Senators have assailed CA ANZ’s efforts to police the big four firms, calling its complaints process “inadequate” in surfacing misconduct and sanction powers an “absolute failure” in dealing with the tax leaks scandal.
It comes as CA ANZ conceded to the Senate inquiry into consulting services on Friday that it had no power to punish Peter-John Collins, the PwC partner that leaked confidential government briefings, despite recently beefing up its by-laws to prosecute former members.
Greens senator Barbara Pocock lashed CA ANZ's regulations as “not adequately surfacing enough poor behaviour", with “very weak” instruments of redress in cases when it was found.
“I am not comforted that we have appropriate machinery in place,” she said.
Labor senator Deborah O’Neill said this meant there was a “double-truck distance” between CA ANZ’s enforcement regime and “where the rubber hits the road”.
“This is absolutely no reflection of what this committee and the other committee and the fourth estate has uncovered.”
CA ANZ amended its by-laws last year to close loopholes around prosecuting former members who breached its ethical framework.
But the body's general counsel, Vanessa Chapman, admitted they did not apply to Mr Collins as he had resigned his membership with the body before the TPB banned him in January 2023.
“The rules that were amended last year come into effect on Governor-General assent, so those provisions were not yet effective," she said.
“That’s the law, unfortunately."
Ms O'Neill called the situation an "absolute failure" and said the body's powers should have gone further to include retrospective sanctions for their breaches.
“You guys have to confront the failures that have happened at a leadership level. And I don't hear in your evidence today that you're sufficiently robustly able to engage at that level with dealing with the problems that we've seen now in the public eye,” she said.

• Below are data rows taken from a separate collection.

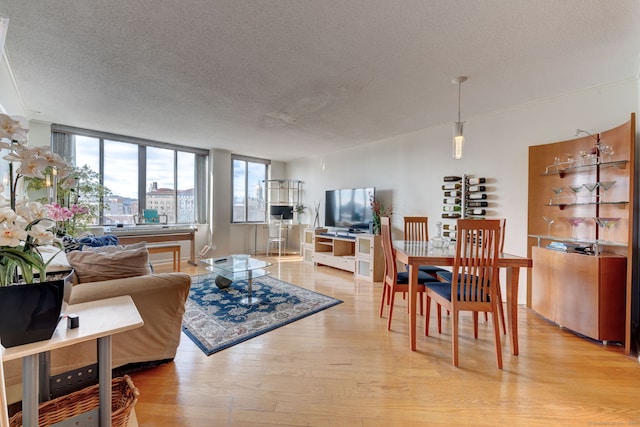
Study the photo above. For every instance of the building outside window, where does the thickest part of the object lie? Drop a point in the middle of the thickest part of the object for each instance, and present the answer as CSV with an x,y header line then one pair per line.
x,y
248,196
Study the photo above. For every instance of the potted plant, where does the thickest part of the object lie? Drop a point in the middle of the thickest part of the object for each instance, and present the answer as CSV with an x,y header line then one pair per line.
x,y
30,304
378,209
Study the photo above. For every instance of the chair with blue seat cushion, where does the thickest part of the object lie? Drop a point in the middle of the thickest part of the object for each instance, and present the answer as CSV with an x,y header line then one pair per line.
x,y
395,281
474,279
416,228
447,276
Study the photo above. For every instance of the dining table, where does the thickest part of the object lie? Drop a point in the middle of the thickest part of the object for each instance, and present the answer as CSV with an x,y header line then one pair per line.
x,y
416,253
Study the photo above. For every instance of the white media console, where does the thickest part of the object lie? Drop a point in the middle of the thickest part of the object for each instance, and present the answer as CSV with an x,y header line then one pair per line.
x,y
359,253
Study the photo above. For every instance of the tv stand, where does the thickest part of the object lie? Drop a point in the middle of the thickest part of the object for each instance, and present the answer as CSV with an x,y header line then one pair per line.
x,y
359,253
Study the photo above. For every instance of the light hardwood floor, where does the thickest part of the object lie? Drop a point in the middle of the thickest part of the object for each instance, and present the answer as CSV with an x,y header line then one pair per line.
x,y
341,367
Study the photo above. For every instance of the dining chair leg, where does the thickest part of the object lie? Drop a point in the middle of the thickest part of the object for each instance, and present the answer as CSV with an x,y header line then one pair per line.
x,y
427,317
391,302
475,324
385,291
501,311
454,337
496,333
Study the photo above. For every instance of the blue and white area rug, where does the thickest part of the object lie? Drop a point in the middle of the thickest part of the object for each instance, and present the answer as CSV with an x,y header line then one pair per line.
x,y
216,319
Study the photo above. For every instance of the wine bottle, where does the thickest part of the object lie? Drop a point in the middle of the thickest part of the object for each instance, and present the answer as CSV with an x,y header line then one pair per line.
x,y
476,211
477,196
451,215
451,186
476,181
482,204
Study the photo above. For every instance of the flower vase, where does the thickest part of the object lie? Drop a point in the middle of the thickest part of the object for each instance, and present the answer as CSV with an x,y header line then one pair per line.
x,y
31,312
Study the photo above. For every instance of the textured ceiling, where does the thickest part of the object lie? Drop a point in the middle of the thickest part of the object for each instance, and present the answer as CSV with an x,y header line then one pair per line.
x,y
284,79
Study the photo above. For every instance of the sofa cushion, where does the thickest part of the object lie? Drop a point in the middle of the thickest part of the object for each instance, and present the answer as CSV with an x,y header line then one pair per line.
x,y
91,266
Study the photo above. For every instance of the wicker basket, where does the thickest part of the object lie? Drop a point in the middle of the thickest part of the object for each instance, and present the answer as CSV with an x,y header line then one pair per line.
x,y
124,396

CA ANZ has since put a stop order to prevent other PwC members from resigning to escape sanctions and launched individual investigations into their actions.
The committee also heard evidence that CA ANZ had only sanctioned 17 of its 13,920 big four members in the past seven years.
“That’s a very low rate of sanction,” Ms Pocock said. “Are you satisfied with the rate of sanction that you have?”
CEO Ainslie Van Onselen said: “I’m satisfied that where there is evidence of wrongdoing that actions are undertaken fairly and within due process.”
Ms O’Neill also questioned the complaints reporting process in light of big four employees coming to her office and not the accounting body with concerns about potential ethical breaches.
“People wouldn't be coming to us with these complaints if there was an easy open door to you,” she said.
“Something is really, really not working for CA ANZ.”